Prime Minister Narendra Modi addressed four election rallies and in all the public meetings, Modi promised the government employees implementation of seventh pay commission awards, promised the social pension benefit holders to raise their pension amount from Rs 700 to Rs 2000. Modi promised the MGNREGA workers to raise their daily wages from Rs 184 to Rs 340. These allurements by the prime minister, his cabinet colleagues and chief minister’s of BJP ruled states those who had come to campaign, succeeded to a large extent to convince people, especially employees,  to vote for the BJP-IPFT combine which was evident in the postal ballot voting pattern.

Those who are 18 to 40 years old (who attained the right to vote in the last 25 years) have not seen any other government except the Left Front. Neoliberal economy has impacted a good section of youth which changed their behaviour. Consumerism is very much evident amongst them.
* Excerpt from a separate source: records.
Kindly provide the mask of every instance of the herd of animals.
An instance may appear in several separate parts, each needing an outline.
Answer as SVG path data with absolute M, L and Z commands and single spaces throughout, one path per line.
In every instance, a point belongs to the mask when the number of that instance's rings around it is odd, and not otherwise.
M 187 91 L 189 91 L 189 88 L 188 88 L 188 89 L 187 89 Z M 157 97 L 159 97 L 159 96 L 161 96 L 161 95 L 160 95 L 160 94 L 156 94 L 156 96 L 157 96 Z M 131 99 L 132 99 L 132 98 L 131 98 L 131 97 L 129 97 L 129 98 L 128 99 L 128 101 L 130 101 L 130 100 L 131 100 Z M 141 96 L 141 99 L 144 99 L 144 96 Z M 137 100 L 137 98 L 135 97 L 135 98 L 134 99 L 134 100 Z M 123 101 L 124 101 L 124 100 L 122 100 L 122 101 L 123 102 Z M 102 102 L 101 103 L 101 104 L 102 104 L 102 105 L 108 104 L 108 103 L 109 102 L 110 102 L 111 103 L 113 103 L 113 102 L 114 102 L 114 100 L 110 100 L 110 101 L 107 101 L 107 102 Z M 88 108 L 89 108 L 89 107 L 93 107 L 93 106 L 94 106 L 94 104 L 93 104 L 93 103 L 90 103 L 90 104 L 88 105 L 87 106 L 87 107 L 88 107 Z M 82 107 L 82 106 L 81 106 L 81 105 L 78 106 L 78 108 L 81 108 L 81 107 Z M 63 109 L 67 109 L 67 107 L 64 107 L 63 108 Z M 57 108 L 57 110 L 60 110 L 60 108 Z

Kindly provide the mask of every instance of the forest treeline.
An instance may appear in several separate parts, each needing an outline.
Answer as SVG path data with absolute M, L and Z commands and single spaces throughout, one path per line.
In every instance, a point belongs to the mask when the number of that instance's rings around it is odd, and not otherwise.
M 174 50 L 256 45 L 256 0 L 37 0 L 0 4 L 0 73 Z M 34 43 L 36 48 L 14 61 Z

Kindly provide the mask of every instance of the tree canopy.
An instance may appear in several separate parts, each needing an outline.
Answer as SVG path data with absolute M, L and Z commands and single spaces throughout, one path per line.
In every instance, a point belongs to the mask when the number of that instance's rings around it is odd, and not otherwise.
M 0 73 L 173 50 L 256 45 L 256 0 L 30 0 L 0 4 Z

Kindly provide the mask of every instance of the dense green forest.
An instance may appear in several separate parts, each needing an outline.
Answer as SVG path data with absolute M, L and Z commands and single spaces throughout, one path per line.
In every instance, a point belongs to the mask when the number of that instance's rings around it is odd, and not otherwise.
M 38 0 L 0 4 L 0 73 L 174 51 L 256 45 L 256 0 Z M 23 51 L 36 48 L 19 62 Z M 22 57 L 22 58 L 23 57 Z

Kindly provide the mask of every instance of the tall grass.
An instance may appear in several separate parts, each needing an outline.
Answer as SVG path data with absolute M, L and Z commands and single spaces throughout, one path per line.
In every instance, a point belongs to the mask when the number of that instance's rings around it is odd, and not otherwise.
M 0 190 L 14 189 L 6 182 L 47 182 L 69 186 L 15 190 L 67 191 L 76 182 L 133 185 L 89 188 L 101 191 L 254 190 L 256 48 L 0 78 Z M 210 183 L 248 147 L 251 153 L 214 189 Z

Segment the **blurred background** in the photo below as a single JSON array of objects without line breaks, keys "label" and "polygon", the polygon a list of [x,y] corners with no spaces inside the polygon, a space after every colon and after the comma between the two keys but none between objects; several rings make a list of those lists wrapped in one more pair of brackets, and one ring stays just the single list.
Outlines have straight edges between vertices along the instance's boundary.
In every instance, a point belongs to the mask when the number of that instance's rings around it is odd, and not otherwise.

Tripura is also no exception. BJP’s slogan of ‘Chalo Paltai’ (change the government) definitely had its impact among them. BJP has purchased almost all of the print and electronic media. In June 2017, BJP president Amit Shah visited Tripura and met selected owners of print and electronic media and told them that "you look after us, we will look after you." These media owners were paid huge amounts through advertisements. Selected journalists also were paid.

All these factors contributed to the defeat of the Left Front government in Tripura.